In a double blind design, 1520 children aged < 10 years were individually randomised in vitamin A and placebo group in slums of Chandigarh. Children > 12, 6-12 and < 6 months of age received 200,000, 100,000, 500,000 I.U. of vitamin A respectively every 4 to 6 months during 15 months trial period. The prevalence of vitamin A deficiency was significantly reduced in vitamin A compared to placebo group during the follow-up period. In vitamin A group, incidence of diarrhoea and measles was significantly reduced but incidence of acute respiratory infections was not significantly different compared to control group. Risk of death was also significantly less in vitamin A group. Therefore, promotion of vitamin A rich diet or supplementation with synthetic vitamin A at 4-6 month interval should be a priority in populations where risk of vitamin A deficiency is high.
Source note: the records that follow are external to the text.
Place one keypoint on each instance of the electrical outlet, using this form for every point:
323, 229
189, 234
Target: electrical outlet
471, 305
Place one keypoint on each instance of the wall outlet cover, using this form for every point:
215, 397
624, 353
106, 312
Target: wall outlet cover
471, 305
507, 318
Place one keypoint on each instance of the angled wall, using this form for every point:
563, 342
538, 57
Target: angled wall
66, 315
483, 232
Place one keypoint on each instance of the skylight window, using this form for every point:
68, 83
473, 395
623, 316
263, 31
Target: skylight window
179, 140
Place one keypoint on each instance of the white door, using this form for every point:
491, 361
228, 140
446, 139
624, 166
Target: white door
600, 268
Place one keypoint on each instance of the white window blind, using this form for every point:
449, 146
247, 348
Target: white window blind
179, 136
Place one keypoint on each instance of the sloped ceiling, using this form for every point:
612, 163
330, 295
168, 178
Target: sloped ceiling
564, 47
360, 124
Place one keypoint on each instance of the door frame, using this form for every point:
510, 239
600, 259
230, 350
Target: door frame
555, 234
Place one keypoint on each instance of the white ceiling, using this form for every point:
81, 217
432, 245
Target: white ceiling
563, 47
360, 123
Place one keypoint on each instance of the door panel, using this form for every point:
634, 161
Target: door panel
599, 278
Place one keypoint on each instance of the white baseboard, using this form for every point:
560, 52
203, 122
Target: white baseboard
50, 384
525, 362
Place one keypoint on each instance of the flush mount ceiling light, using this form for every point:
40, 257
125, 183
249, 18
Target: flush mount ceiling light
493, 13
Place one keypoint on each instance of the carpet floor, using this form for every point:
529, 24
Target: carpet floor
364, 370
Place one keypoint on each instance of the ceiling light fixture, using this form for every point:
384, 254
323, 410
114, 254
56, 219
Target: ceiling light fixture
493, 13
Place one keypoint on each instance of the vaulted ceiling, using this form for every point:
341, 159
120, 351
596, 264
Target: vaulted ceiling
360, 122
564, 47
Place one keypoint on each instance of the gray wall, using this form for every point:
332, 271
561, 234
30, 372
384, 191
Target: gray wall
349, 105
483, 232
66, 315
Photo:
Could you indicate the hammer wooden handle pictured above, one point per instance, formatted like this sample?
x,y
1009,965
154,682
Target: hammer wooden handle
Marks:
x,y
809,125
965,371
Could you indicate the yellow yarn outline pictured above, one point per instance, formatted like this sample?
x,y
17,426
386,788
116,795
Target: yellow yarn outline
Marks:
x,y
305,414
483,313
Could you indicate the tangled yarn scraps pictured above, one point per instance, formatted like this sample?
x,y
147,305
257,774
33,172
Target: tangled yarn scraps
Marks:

在一项双盲设计中,1520名10岁以下儿童在昌迪加尔的贫民窟被分别随机分配到维生素A组和安慰剂组。12岁以上、6至12岁以及6个月以下的儿童在15个月的试验期内每4至6个月分别接受20万、10万、50万国际单位的维生素A。在随访期间,与安慰剂组相比,维生素A组维生素A缺乏症的患病率显著降低。在维生素A组中,腹泻和麻疹的发病率显著降低,但与对照组相比,急性呼吸道感染的发病率没有显著差异。维生素A组的死亡风险也显著降低。因此,在维生素A缺乏风险较高的人群中,推广富含维生素A的饮食或每4至6个月补充合成维生素A应成为优先事项。